2. The method of claim 1, wherein the data valid/invalid state for
each of the plurality of clients is controlled by a corresponding
valid bit in the cache entry.
3. The method of claim 1, wherein the cache entry comprises a
plurality of valid bits with each valid bit associated with a
corresponding one of the plurality of cache clients, each valid bit
defining the data valid/invalid state.
4. The method of claim 1, wherein the receiving the cache
invalidate instruction comprises determining a client identifier
associated with the first cache client.
5. The method of claim 1, further comprising: receiving a read
instruction to the cache entry from the first cache client; if the
first cache client is in the invalid state, generate a read request
to a next level of a cache hierarchy.
6. The method of claim 5, wherein the next level of the cache
hierarchy comprises a system memory.
7. The method of claim 1, wherein the plurality of cache clients
comprises a plurality of programming threads associated with a
processor.
8. The method of claim 7, wherein processor comprises one or more
of a central processing unit (CPU), a graphics processing unit
(GPU), and a digital signal processor (DSP).

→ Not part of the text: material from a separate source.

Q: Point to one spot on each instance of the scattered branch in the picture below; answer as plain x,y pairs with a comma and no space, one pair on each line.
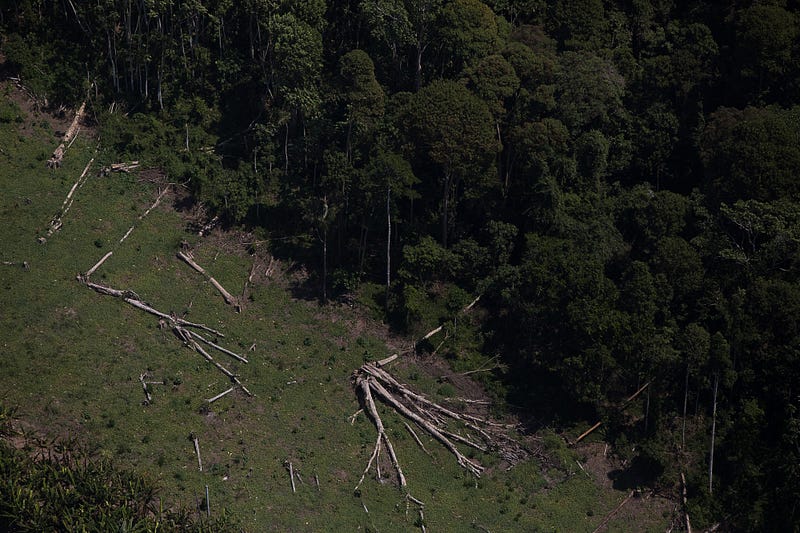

9. A system for invalidating cache line data in a cache entry, the
system comprising: means for generating a cache entry comprising
cache line data for a plurality of cache clients; means for setting
a data valid/invalid state for each of the plurality of clients to
a valid state; means for receiving a cache invalidate instruction
from a first of the plurality of cache clients; means for changing
the data valid/invalid state for the first cache client to an
invalid state in response to the cache invalidate instruction
without modifying the data valid/invalid state for the other of the
plurality of cache clients from the valid state; means for
receiving a read instruction to the cache entry from a second of
the plurality of cache clients; and means for returning, in
response to the read instruction, a value stored in the cache line
data to the second cache client while the data valid/invalid state
for the first cache client is in the invalid state and the data
valid/invalid state for the second cache client is in the valid
state.
10. The system of claim 9, wherein the data valid/invalid state for
each of the plurality of clients is determined by a corresponding
valid bit in the cache entry.
11. The system of claim 9, wherein the cache entry comprises a
plurality of valid bits with each valid bit associated with a
corresponding one of the plurality of cache clients, each valid bit
defining the data valid/invalid state.
12. The system of claim 9, wherein the means for receiving the
cache invalidate instruction comprises means for determining a
client identifier associated with the first cache client.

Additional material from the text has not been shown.